I saw the following comment through an online group that I moderate. The specific subject is one of reasonably deep theology and philosophy but I thought I'd post it here because it points to a broader topic -the possibility, in every endevour of life, of recovering a more poetic orentation on language rather than tying words down to hard and fast meanings and then goint to war with each other over the results.
Here is the snippet from the forum:
Quote:
"For without God we cannot, without us, God will not. So push out into deeper water." - John Dominic Crossan
Respondent:
This bothers me, as it yet infers the old 'God-human' hierarchy, all the while sounding 'progressive'
Adrian's response:
I'm sure many would share your concern. I wonder though with this concern whether we risk adopting hard definitions of certain words and then rejecting the whole statement based on those definitions? That is, as much as we think of ourselves as anti-literal we end up becoming very literal.

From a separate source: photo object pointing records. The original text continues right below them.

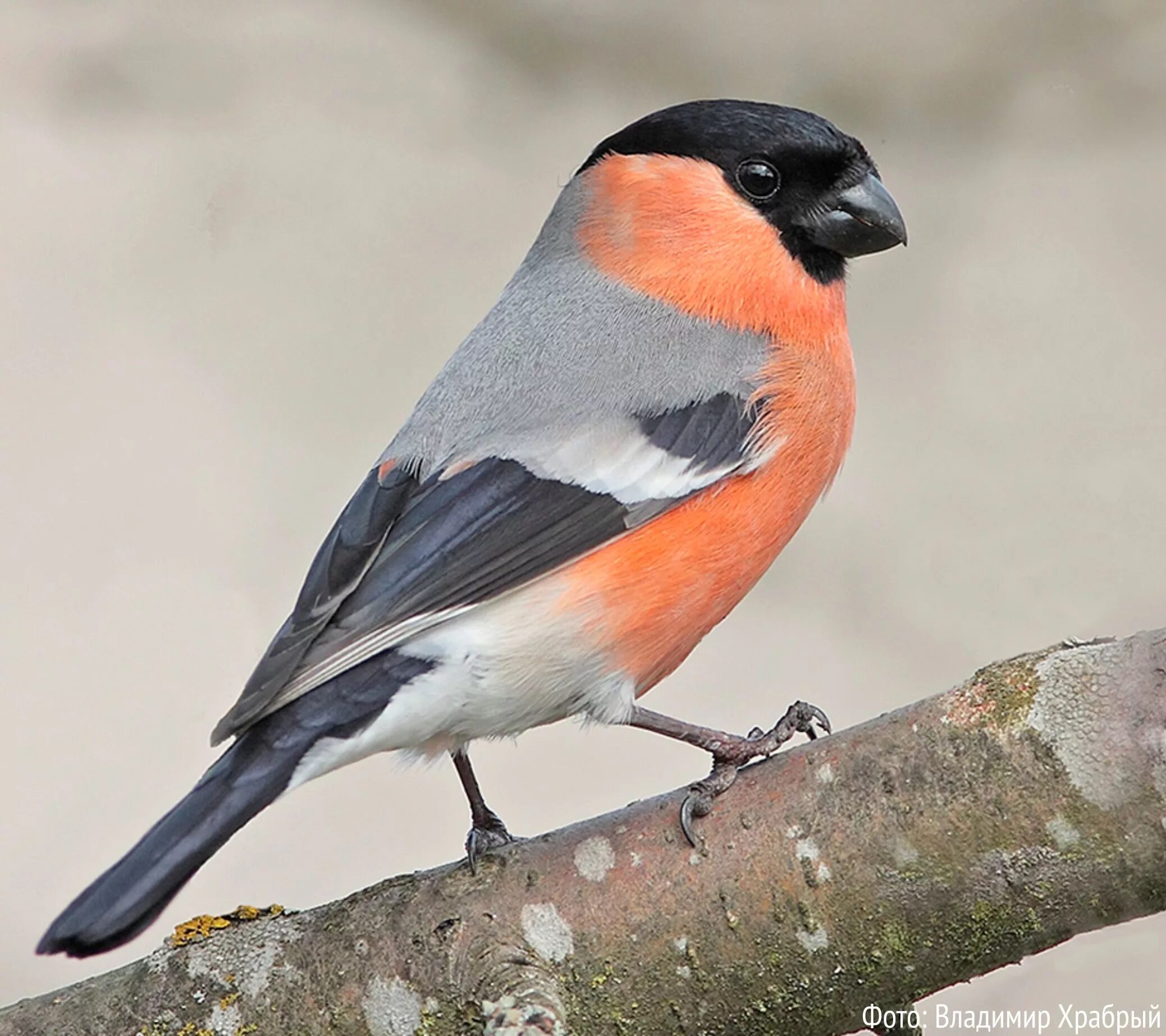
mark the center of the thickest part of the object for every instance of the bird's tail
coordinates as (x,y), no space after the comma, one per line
(135,890)
(249,776)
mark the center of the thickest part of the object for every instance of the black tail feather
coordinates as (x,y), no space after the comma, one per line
(133,892)
(249,776)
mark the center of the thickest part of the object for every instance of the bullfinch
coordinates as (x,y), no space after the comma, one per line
(601,473)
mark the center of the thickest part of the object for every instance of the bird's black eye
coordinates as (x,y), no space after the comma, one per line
(758,180)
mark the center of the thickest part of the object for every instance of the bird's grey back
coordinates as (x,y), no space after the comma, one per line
(565,347)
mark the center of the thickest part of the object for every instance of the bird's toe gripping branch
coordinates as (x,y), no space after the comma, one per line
(730,752)
(487,833)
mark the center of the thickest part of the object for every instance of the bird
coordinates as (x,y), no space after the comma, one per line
(602,470)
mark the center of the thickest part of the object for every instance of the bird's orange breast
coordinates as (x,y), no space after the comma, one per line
(672,227)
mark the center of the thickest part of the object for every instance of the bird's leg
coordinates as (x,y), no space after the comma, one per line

I wonder whether the point of a progressive, emergent or generative understanding is less to "constrain" words and then prohibit people from using those words together and more to help people understand words poetically, metaphorically and allegorically?
For sure, I can interpret "God" as absent deity and "us" as separate, hopeless humanity. I know many people do use those definitions. If I were to use such an interpretation I would find Crossan's words disturbing. But the poetry of this piece could also suggest "God" as ground/source of being and "us" as being, in the flesh. Then the whole picture Crossan paints is one of "ambient divinity" - divinity everywhere.

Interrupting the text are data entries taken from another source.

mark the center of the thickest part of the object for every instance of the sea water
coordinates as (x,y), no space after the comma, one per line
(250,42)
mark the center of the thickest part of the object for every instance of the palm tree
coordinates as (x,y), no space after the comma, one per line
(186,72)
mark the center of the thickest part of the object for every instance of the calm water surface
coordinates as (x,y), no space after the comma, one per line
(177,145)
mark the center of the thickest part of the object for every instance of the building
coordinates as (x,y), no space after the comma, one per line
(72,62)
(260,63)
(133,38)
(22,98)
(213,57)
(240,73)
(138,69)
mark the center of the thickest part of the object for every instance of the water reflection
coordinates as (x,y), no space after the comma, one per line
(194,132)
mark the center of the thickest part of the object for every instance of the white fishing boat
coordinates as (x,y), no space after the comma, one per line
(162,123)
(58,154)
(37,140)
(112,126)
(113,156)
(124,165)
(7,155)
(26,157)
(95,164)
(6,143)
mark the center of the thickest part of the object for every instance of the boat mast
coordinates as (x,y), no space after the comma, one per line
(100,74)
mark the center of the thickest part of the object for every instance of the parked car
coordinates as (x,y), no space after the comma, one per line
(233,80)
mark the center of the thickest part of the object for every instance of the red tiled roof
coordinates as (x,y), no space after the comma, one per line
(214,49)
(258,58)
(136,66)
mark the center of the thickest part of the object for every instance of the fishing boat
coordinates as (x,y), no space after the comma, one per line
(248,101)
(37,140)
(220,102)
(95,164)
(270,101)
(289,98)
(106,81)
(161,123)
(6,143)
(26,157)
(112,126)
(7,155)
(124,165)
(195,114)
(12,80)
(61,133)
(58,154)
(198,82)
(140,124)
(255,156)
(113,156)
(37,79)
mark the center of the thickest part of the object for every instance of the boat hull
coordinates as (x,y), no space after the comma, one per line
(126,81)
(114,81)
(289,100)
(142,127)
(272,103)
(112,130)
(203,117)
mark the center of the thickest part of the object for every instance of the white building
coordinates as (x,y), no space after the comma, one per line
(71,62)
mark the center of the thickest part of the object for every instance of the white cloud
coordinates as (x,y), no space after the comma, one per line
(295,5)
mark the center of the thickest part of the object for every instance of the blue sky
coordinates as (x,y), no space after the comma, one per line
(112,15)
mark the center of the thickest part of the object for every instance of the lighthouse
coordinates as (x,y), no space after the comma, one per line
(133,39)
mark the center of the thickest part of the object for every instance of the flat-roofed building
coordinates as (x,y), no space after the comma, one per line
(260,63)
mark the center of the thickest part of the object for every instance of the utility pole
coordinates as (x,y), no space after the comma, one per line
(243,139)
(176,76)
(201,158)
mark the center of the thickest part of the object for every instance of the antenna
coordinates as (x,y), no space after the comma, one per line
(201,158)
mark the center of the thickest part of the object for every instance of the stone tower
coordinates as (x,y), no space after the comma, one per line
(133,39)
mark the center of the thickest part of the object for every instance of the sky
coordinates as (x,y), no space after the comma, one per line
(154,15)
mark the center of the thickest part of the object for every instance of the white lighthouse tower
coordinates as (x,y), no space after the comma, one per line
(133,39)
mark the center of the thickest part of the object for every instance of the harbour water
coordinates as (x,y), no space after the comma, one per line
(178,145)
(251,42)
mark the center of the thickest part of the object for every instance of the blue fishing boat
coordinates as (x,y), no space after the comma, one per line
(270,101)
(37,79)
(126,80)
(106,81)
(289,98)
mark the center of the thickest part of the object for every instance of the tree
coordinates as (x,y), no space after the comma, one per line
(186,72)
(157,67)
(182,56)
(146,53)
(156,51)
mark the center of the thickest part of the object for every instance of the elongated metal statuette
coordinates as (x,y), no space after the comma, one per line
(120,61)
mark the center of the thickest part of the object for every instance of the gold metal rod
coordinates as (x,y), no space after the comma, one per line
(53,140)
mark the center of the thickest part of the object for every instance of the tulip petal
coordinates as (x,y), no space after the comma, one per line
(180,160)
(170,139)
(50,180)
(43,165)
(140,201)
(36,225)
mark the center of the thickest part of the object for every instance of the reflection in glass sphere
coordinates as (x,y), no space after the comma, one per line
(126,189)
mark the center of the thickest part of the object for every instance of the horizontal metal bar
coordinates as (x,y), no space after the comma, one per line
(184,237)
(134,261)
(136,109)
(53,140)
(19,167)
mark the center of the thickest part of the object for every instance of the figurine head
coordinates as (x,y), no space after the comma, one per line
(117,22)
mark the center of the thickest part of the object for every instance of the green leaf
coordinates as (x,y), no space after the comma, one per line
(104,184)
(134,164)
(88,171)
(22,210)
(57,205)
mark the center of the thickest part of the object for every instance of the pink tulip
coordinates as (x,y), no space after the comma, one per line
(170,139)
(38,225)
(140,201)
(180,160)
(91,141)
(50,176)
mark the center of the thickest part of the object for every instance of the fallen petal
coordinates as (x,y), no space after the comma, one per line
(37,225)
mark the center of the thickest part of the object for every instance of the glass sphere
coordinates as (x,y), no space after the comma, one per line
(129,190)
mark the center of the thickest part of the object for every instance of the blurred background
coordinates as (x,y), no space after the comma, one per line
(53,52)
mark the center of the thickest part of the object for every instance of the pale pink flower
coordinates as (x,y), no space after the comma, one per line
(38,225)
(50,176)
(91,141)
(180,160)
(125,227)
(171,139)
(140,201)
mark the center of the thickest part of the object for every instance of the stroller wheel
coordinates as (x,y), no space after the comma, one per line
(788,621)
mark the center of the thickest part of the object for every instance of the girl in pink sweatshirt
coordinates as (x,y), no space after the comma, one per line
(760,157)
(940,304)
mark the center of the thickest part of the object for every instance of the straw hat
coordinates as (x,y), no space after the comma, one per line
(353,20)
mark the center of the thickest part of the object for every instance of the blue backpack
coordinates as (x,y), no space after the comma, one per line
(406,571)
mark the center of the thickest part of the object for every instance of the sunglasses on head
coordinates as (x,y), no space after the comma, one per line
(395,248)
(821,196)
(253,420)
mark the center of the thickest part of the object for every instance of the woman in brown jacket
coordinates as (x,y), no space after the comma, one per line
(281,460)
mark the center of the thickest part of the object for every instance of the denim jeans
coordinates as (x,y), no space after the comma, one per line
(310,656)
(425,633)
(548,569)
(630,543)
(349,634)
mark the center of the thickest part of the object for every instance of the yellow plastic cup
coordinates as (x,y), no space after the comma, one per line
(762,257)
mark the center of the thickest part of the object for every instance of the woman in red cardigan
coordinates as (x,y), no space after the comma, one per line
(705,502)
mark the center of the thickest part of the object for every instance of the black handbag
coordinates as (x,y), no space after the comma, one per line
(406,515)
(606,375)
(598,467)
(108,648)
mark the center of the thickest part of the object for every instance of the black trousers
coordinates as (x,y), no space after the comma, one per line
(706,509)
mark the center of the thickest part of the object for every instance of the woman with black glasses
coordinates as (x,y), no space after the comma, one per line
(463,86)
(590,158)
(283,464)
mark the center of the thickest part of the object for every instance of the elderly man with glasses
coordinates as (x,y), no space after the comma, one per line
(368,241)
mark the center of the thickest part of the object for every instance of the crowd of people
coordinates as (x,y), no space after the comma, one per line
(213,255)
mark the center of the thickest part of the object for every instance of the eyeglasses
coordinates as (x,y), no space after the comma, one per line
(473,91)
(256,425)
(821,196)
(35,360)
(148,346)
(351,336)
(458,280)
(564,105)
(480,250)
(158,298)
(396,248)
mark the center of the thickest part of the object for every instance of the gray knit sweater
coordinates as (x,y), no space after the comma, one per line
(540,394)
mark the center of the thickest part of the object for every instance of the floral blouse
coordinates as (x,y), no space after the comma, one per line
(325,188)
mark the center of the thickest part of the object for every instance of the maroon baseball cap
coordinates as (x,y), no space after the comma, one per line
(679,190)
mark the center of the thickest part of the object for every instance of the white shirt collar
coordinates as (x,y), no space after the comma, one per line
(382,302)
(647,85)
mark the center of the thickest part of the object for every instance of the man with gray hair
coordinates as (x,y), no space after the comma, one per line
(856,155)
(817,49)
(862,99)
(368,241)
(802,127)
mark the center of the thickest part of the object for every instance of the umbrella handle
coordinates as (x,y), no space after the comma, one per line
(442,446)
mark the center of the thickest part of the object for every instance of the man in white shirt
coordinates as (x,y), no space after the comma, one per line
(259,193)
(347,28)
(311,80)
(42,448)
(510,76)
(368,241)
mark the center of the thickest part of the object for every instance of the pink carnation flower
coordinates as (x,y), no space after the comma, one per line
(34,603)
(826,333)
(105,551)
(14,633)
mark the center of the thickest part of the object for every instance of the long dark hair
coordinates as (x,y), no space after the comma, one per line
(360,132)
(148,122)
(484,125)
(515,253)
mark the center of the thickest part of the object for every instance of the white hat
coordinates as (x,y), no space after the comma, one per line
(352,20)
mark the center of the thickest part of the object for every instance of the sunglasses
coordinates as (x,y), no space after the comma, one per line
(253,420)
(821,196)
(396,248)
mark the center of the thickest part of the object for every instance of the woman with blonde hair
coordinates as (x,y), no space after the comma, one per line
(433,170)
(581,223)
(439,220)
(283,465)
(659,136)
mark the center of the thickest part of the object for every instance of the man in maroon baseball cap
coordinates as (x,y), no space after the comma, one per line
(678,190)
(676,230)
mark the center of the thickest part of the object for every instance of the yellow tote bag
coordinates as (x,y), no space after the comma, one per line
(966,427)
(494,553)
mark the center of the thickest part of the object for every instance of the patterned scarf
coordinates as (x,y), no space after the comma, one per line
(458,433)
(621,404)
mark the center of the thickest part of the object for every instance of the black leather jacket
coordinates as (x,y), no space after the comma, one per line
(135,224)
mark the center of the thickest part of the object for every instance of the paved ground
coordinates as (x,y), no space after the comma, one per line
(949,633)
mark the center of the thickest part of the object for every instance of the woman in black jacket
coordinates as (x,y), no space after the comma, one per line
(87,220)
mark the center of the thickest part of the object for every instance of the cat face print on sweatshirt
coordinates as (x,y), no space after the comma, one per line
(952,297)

With such poetic meanings Crossan’s whole expression becomes ripe with possibility. And we can push that even further by looking at the words “cannot” and “will not” which are used in this prose. At its roots, “cannot” expresses something about unknowing or to not know. At their roots, “will not”, says something of choice being removed.

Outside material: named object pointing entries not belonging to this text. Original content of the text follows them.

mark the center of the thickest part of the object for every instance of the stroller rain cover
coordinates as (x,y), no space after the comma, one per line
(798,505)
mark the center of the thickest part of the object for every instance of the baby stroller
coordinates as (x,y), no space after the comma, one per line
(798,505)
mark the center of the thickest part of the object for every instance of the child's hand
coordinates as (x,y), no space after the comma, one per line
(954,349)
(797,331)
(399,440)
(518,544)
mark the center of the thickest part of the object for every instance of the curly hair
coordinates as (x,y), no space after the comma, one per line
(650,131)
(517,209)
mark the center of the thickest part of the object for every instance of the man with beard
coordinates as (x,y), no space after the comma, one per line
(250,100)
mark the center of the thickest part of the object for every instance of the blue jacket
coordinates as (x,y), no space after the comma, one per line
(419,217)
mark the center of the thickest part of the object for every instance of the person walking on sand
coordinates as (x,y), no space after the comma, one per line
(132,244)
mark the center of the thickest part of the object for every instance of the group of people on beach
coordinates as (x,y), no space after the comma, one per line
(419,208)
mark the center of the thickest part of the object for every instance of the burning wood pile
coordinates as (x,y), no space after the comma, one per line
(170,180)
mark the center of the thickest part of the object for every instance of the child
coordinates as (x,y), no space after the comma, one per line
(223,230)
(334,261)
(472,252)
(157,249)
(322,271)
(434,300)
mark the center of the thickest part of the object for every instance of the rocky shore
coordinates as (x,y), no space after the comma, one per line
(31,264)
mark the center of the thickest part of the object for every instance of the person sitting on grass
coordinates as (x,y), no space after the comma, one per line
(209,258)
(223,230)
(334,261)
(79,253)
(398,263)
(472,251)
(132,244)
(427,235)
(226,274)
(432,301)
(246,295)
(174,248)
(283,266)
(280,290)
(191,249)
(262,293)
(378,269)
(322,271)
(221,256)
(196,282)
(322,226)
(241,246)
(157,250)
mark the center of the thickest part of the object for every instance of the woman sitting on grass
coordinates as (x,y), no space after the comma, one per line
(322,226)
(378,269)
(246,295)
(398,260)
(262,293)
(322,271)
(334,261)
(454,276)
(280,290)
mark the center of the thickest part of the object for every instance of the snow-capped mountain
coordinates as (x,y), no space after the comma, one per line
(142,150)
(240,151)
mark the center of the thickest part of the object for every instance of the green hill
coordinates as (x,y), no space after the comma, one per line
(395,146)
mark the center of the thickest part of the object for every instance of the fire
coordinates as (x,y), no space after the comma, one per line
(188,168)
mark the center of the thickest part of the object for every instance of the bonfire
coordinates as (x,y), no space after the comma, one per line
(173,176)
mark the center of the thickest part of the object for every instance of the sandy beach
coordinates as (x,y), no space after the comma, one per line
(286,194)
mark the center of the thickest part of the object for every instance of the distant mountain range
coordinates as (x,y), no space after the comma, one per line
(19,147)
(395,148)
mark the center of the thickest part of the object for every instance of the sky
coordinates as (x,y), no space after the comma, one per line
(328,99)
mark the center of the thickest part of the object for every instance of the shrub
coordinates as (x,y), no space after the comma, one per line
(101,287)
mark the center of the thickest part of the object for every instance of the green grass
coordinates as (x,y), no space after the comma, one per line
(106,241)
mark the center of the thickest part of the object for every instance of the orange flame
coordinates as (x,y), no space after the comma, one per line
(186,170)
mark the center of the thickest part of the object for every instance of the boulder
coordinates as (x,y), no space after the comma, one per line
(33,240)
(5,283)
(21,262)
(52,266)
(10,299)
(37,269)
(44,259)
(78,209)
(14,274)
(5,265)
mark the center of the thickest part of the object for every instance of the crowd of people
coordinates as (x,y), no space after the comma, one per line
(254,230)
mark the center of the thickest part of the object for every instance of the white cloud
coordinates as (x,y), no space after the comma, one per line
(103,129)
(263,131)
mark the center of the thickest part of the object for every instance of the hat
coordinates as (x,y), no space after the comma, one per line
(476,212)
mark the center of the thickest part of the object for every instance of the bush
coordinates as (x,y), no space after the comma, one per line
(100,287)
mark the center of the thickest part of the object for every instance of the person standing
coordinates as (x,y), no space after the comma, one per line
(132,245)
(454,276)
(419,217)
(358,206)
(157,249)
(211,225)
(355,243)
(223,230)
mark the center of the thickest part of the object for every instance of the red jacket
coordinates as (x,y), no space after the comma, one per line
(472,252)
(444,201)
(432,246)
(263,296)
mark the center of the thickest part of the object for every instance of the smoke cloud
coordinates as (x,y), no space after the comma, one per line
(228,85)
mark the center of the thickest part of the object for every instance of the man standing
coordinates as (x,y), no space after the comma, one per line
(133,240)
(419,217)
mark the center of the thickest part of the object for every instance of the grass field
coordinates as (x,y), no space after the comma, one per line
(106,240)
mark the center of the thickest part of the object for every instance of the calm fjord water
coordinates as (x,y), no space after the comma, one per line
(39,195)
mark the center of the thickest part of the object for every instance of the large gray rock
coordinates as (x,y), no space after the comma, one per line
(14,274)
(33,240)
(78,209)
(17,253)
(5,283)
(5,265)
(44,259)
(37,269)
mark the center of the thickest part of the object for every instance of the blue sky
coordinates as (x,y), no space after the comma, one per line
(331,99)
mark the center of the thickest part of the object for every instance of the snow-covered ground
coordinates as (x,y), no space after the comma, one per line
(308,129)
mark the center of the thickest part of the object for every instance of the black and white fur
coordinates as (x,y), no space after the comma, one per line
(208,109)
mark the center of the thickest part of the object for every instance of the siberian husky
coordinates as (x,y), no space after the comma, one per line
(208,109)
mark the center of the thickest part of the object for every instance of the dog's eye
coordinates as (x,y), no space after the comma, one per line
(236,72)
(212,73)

So without the ground of being – without the very source of possibility and limitation – we (the living, manifest beings) would be “undefined” or “not able to be separately known.”
……and equally….
Without manifest beings – those beings that take all of the rich possibilities of the ground of being and come to life in splendid diversity - then choices are limited and life diminishes.
When read this way the “push out into deeper water” piece rounds this all out so wonderfully. It tells us to explore the depths and breadths of life’s possibility and limitations. It’s all divine!
Words are always imprecise tools. I wonder whether we can help people to love that imprecision and infer meaning humbly?